Я открыла глаза. Вверху — безмятежное небо, все тело болит и ломит. Застонав, я пыталась приподнятся и оглядется, но у меня вышло крайне плохо — едва двигалась только шея. Я пролежала может быть минут 20, прежде чем надо мной нависла мужская фигура. Помню, что он был в шляпе, но лица не разглядела.

— Папа? — я нахмурилась, потянулась к нему ручками и силуэт протянул мне в ответ свою, только не для того, что бы поднять меня. Из его ладони потек свет, мерцающий свет, который заворживал и пугал одновременно. Губы задрожали, я расплакалась, мне резко стало жутко страшно от всего этого.

— Не бойся, девочка, — я слышала едкий голос и хрипоцой и усмешкой, — Это будет не больно. Пока что…

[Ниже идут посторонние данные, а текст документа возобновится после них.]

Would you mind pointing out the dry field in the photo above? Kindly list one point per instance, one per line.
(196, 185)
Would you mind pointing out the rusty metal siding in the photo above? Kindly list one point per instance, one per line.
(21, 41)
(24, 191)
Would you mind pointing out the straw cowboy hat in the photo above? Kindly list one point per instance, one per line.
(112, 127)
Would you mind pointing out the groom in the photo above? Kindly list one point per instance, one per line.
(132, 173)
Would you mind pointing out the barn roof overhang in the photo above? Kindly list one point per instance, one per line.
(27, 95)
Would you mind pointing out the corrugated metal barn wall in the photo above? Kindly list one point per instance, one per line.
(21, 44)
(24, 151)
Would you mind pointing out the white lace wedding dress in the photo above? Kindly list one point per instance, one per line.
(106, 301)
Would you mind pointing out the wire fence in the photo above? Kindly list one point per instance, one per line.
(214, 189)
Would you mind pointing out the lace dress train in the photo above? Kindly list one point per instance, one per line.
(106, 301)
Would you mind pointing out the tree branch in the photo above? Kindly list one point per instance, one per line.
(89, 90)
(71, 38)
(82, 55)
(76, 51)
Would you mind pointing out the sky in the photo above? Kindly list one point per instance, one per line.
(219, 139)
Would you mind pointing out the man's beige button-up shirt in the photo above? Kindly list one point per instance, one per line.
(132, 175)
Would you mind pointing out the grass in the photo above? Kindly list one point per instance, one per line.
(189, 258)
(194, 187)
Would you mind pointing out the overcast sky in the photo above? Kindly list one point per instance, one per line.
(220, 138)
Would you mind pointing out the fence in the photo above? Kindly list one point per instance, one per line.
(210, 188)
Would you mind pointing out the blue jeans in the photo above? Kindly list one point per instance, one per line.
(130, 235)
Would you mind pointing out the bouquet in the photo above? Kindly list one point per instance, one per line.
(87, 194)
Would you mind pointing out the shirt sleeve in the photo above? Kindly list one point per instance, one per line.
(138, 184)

А затем снова темнота. Уже не абсалютная, тревожная, полная чем-то, что не показывается, а лишь скалится. И так… неуверено еще, не смело, прощупывая почву. Я готовилась к боли, но ее не было. Ни когда я проснулась, ни после — по крайней мере такой, какой она мне представлялась. Я не понимала, почему от меня все отвернулись. Не понимала, почему нас не хочет пусктаь в дом ни один из друзей наших родителей. Двери захлопывались только их взгляд падал на меня либо же не открывались вообще. Стас сжимал зубы, упорно шел дальше, Леся хмуро тащилась позади, оглядываясь по сторона и ниу кого из нас не было и малейшего представления, что будет дальше. Все бумаги взлетели на воздух вместе в домом, принять нас к себе и свидетельствовать о том, что мы — Даньеры никто не собирался. А дни шли. Спать приходилось где придется — со скандалом мы каждую ночь запихивали Олесю в Храмы. Стас тоже мог идти, но он не хотел оставлять меня, а проклятух не подспускали к ним на пушечный выстрел — я заболела через неделю в первый раз. Понятия не имею откуда брат доставал деньги, да и знать не хочу. Может быть, воровал, может еще что-то, но с горем пополам я выздоровела. Дни складывались в недели, а недели — в месяцы. Олеся часто уходила в лес, делала из чего придется небольшие амулетики и продавала их на улицах, Стас помогал ей, а я… я ощущала свою беспомощность., даже боясь снять капюшон и вечно пряча в глаза. Несколько раз мне прилетало и больше я не хотела. Боль, как говорил тот мужчина я ощутила, но не сразу. Я ощутила ее в непонимании и каком-то остром чувстве несправделивости, что ли. За что? Я же… я же нормальная. Голоса стали приходить не сразу, поэтому я думала что изменились только внешний аспекты, а остальное — оно пойдет своим чередом. Я боялась заркыть глаза и держать их октрытыми, потому что в первом случае на меня набрасывался хор из смеха и крика, а открыв я видела людей, кучу вечно куда то спешащих или просто гуляющих и мне хотелось забиться в угол, дрожать и ничего не чувствовать. Это сводило с каждым разом все сильнее и сильнее, это могло не прекращаться несколько часов и я… я просто хотела изчезнуть, лишь бы не чувствовать это. Когда тебя раздирает что-то изнутри, что-то неведомое, огромное, даже не объятное. И шепчет. И постояно шепчет и ты не можешь ничего с собой поделать, честное слово. Не можешь вслушиваться, не можешь не слушать. И в итоге кричишь.